The potential use of the cross in the National September 11 Memorial & Museum has been controversial. Many groups such as families of certain Christian victims want the cross to be included. Other organizations disagree, notably the American Atheists, who filed the lawsuit pertaining to this issue. The Anti-Defamation League, a Jewish NGO, issued a statement that it "fully supports the inclusion in the National September 11 Memorial & Museum of the metal beams in the shape of a cross found in the rubble at Ground Zero in the aftermath of the tragic attacks on 9/11." In the court decision in March 2013, Judge Deborah Batts opined that "the First Amendment separates church from state, but not religion from public life" and that "American Atheists advocates an 'absolute separation of church and state,' which would appear to call for a society in which public spaces are entirely religion-free zones. But 'separation' taken this far is no friend of religious liberty." In late July 2014, in dismissing a lawsuit filed by the dissenting atheists who did not want the cross displayed at the memorial, the 2nd U.S. Circuit ruled that, being "a symbol of hope" and "historical in nature", the steel beams "did not intentionally discriminate" against the atheists.

===Replicas===
A replica has been installed at the gravesite of Father Mychal Judge, a New York City Fire Department chaplain and the first public safety casualty of the day, who was killed in the collapse of the World Trade Center. Other surviving crossbeams were salvaged from the rubble; one was given to a Far Rockaway, Queens, chapter of the Knights of Columbus in 2004. Another replica cross was fashioned by ironworkers from Trade Center steel and installed at Graymoor, the Upper West Side headquarters of the Society of the Atonement, a religious institute of Franciscan friars.

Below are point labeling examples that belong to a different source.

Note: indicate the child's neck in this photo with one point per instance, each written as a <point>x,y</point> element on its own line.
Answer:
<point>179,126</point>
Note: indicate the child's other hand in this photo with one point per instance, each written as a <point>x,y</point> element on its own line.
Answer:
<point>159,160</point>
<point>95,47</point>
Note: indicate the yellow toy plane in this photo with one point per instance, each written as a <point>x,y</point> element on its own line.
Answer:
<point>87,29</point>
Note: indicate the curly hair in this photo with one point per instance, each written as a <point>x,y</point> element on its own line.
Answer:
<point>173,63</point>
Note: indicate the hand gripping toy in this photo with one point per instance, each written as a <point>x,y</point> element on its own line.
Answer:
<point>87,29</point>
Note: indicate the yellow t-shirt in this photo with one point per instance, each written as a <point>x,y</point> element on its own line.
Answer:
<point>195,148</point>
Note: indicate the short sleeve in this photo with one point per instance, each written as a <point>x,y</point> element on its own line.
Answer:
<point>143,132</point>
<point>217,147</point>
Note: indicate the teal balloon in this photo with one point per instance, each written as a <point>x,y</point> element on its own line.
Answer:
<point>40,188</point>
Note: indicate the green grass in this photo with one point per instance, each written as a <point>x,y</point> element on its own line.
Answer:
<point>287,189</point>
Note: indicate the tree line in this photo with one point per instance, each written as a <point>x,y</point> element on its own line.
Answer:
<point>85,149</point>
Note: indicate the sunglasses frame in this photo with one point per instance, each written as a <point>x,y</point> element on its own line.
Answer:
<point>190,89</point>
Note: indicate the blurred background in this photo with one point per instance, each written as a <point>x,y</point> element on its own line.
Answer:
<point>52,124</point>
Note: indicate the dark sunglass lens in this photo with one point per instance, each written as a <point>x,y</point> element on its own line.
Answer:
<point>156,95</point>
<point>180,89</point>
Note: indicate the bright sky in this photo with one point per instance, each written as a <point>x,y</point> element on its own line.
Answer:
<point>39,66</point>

The nearby St. Paul's Chapel, which survived the destruction and was a refuge for survivors and site laborers, sells various replicas of the cross including lapel pins and rosaries. The cross even inspired laborers on "The Pile" to get tattoos.

New York City fire fighters donated a memorial made from a steel cross from the World Trade Center and mounted atop a platform shaped like the Pentagon to the Shanksville Volunteer Fire Department. Hundreds of firefighters riding motorcycles escorted the beams from New York City to Shanksville. It was installed outside the firehouse on August 25, 2008.

===In popular culture===
A documentary film titled The Cross and the Towers, which was released in 2006, tells the story of the 9/11 World Trade Center Cross. It has won a "number of awards, including the Audience Choice Award at Palm Beach International Festival, Best Film at Gloria Film Festival, Crystal Heart at Heartland Film Festival and finalist in the USA FilmFestival.